Posted: Saturday, August 19, 2000

LOS ANGELES -- Vice President Al Gore confronted the ghost of Richard Nixon Thursday night. Remember when Nixon repeatedly tried to transform himself into a ``new Nixon''? He failed because the public couldn't forget (and the media wouldn't allow them forget) the old Nixon, which was, in fact, the real Nixon.

Gore engaged in a similar effort. He issued a declaration of independence from Bill Clinton (``I am my own man,'' he said), though both he and Clinton have claimed that the vice president has been closely tied to every important decision for the last eight years.

And Gore's mechanical speech failed on several levels.

It failed because he offered nothing new. He employed the familiar and tired language of class warfare and the liberal nanny state. He associated the Clinton administration with economic prosperity and job creation. Question: Did that prosperity come from President Clinton's retroactive tax hike in 1993, or was it the result of the lowered marginal tax rates of the Reagan years, which Democrats disparage? If the former, Gore should be running on a pledge to increase taxes, so we can enjoy more prosperity.

``They're for the powerful; we're for the people,'' said Gore, contrasting his Democrats with stereotypical Republicans, but ignoring the powerful corporations hosting an orgy of parties for elected officials all over town. Gore styled himself the champion of ``working families,'' a phrase that implies only certain people work and the rest sit at home clipping bond coupons. But the best way to improve the lot of the middle-income family is to cut their taxes, while allowing them to invest some of their Social Security dollars in interest-bearing accounts. But that would snatch power from government -- which neither Gore nor his party can abide.

The vice president borrowed from Ross Perot when he pledged to hold his own version of town meetings (``open meetings,'' he called them). That isn't leadership; it's pandering. A leader should lead, not follow. A leader is supposed to know more than his followers, that's why he is a leader. Unless he, too, is really a follower -- of polls and focus groups.

Gore called for the elimination of the marriage penalty and reform of estate taxes. The Republican Congress passed bills that would have accomplished these objectives. President Clinton vetoed them.

Implicit and sometimes explicit in his speech was the assumption that only government, by itself or in ``partnership'' with us, can make our lives better. This is the Democrats' creed that hasn't changed since the days of Franklin Roosevelt. It is a religion more precious to them than Gore's Baptist roots or Joseph Lieberman's Jewishness.
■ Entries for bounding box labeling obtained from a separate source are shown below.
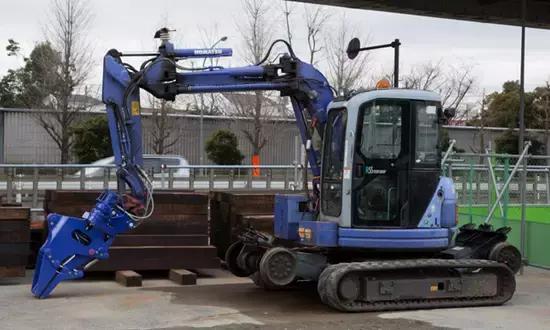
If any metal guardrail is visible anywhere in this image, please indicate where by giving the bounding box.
[0,152,550,208]
[0,164,303,208]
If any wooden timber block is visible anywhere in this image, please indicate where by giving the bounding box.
[115,270,142,287]
[113,234,208,246]
[89,246,220,271]
[0,266,25,278]
[169,269,201,285]
[0,207,31,221]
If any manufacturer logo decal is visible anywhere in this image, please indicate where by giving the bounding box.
[193,49,222,55]
[365,166,387,174]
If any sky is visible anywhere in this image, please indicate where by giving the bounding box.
[0,0,550,103]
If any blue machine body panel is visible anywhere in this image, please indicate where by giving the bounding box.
[418,177,456,228]
[32,191,135,298]
[275,177,457,250]
[274,194,313,241]
[338,228,452,249]
[298,221,338,247]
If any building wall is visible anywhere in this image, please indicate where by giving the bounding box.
[0,109,298,165]
[0,109,543,165]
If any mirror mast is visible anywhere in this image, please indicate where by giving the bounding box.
[346,38,401,88]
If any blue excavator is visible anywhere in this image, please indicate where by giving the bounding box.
[32,28,521,312]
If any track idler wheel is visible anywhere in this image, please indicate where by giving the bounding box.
[259,247,297,288]
[489,242,522,274]
[225,241,254,277]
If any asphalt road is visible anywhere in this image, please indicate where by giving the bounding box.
[0,268,550,330]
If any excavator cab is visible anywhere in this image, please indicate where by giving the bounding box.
[320,89,456,248]
[321,90,446,228]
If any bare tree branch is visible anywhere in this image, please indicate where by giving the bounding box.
[304,5,330,65]
[326,15,368,94]
[34,0,93,163]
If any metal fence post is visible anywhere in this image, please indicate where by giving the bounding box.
[189,168,195,189]
[283,170,289,190]
[265,168,273,189]
[160,165,166,189]
[228,169,235,189]
[55,168,63,190]
[32,167,38,207]
[208,168,214,189]
[246,168,252,189]
[6,167,15,203]
[103,167,111,190]
[168,168,174,189]
[80,169,86,190]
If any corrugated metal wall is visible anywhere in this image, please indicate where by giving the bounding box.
[0,109,543,165]
[0,109,298,165]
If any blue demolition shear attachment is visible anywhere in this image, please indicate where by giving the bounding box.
[32,191,136,298]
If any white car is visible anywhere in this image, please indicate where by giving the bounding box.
[75,154,189,178]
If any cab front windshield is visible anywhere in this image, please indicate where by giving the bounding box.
[361,101,406,159]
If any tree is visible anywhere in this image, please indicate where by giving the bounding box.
[72,116,113,164]
[206,130,244,165]
[304,5,330,65]
[37,0,92,163]
[149,97,179,155]
[495,129,545,165]
[0,39,60,108]
[326,16,368,95]
[235,0,272,159]
[534,81,550,155]
[283,0,294,46]
[401,61,475,120]
[6,39,21,56]
[478,81,542,128]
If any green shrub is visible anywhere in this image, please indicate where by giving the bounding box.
[205,130,244,165]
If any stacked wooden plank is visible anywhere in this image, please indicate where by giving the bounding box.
[0,207,30,278]
[44,190,219,271]
[210,191,275,258]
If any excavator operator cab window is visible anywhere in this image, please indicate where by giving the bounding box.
[321,109,347,217]
[352,99,411,227]
[414,102,440,167]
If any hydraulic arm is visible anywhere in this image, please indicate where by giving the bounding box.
[32,29,333,298]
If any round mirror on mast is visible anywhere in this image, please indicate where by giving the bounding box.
[346,38,361,60]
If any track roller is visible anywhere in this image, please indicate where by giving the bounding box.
[259,247,296,288]
[489,242,522,274]
[317,259,516,312]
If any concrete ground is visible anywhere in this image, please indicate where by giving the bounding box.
[0,268,550,330]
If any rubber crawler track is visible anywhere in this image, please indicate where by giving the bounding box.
[317,259,516,312]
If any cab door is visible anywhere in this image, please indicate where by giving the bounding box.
[321,108,347,218]
[352,99,411,227]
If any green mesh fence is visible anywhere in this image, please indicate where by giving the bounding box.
[450,155,550,267]
[458,205,550,267]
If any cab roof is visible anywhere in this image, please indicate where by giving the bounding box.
[329,88,441,109]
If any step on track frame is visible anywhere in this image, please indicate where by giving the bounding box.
[317,259,516,312]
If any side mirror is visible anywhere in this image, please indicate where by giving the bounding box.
[443,108,456,120]
[346,38,361,60]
But wait. Weren't Gore and Clinton in charge these last eight years? If there are so many problems -- cultural depravity and ``meanness'' were two that Gore mentioned -- why did they not do something about them? Listening to Gore, one was left to conclude that this administration did nothing, or was unwilling or incapable of doing anything, to right the wrongs Gore now claims to see so clearly.